If your business is in trouble there’s a number of different options to look into before it’s too late. Depending on what the issues causing these problems are, you may be able to rectify them and revive your company’s fortunes. If you face difficulties paying creditors, one option is a Company Voluntary Arrangement. Though this won’t be the perfect option for everyone, if you’re facing insolvency it may just rescue your business.
Here we take a look at exactly what a CVA is, how it works and what type of situation requires a CVA.
What Is A CVA?
A CVA is an agreement between a creditor and debtor over how a debt is to be repaid. It is usually used if a company is facing insolvency and won’t be able to pay its debts as a consequence. Rather than let the company that owes them a debt collapse and begin the insolvency procedures, the creditors can try and reach a new agreement over how and when the debt will be repaid. They may agree that only a portion of the debt needs to be repaid, as this will be better than receiving none of the debt owed if the company folds, or they may extend the debt repayment period.
How Does It Work?
A CVA is overseen and administered by licensed insolvency practitioners. For example, Moorfields Corporate Recovery offer Company Voluntary Arrangements.

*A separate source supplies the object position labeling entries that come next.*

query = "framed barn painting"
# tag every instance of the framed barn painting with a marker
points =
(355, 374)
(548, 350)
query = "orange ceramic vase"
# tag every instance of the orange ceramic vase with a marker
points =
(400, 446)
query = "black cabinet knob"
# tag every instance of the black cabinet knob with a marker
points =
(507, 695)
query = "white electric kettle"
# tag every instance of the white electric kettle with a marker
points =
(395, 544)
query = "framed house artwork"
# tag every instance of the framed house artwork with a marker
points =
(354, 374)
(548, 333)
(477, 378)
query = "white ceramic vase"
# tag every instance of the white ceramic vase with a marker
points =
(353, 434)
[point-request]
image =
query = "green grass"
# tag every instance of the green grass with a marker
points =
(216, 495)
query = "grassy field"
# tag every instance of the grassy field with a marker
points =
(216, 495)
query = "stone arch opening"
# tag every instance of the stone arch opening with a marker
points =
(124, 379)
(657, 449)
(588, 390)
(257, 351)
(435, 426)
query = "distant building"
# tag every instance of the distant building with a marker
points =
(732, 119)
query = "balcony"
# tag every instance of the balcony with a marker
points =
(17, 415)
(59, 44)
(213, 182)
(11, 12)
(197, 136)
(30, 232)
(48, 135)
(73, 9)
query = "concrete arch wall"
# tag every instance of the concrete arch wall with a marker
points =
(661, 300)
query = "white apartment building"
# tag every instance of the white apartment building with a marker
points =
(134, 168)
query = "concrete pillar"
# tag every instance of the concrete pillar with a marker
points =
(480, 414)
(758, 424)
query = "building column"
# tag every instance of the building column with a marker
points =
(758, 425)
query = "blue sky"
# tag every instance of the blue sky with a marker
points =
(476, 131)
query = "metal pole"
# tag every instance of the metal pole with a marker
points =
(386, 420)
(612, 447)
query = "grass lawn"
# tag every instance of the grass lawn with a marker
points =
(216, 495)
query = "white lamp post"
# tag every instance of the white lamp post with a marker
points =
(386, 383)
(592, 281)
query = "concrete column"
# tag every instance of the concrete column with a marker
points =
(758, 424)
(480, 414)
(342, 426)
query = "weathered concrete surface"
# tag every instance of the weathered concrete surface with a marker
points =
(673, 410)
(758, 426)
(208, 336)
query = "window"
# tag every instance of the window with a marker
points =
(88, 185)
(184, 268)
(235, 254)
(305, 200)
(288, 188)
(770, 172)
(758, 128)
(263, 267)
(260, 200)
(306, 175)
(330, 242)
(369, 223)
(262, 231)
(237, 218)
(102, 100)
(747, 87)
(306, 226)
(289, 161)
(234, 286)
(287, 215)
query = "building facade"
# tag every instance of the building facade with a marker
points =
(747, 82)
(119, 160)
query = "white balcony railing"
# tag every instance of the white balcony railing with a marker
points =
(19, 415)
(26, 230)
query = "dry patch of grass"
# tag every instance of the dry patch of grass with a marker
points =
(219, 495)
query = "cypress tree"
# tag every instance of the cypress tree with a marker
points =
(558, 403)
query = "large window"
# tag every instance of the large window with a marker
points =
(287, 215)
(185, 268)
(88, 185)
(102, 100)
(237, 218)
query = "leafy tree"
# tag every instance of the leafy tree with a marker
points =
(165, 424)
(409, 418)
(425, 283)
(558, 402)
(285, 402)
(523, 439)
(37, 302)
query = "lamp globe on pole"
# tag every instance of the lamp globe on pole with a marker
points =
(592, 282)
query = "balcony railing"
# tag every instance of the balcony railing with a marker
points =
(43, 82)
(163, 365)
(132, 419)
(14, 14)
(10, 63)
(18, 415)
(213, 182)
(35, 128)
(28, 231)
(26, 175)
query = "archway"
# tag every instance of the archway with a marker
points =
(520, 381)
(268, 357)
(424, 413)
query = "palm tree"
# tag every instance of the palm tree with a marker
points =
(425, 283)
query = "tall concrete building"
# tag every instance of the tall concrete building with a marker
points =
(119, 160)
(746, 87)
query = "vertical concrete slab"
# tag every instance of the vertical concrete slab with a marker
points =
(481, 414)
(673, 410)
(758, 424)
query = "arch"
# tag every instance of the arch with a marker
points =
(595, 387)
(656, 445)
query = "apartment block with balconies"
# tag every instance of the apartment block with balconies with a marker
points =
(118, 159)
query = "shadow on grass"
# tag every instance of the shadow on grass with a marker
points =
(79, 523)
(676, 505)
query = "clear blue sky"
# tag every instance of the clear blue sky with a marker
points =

In order to succeed they require both parties to agree to certain terms. In a number of cases, it will be proposed by a liquidator or administrator, though it is just as likely to be proposed the director of a company. The whole CVA process consists of a number of stages, including a study of the business and how it stands in the marketplace, to meetings between creditors and debtors and votes amongst shareholders.
When Do I Need a CVA?
It can often be difficult to know exactly when you should apply for a CVA and when you’re fighting a lost cause. The one essential condition for applying for a CVA is a belief that the company can be saved and be successful in the future. Without this, it doesn’t make much sense to fight for a business’ survival. It may also be the case that you’ve fallen into the situation through poor cash flow management, and your business has actually been fairly successful up until this point. In this case, it’s of great benefit to pursue a CVA arrangement and work out a way to make repayments.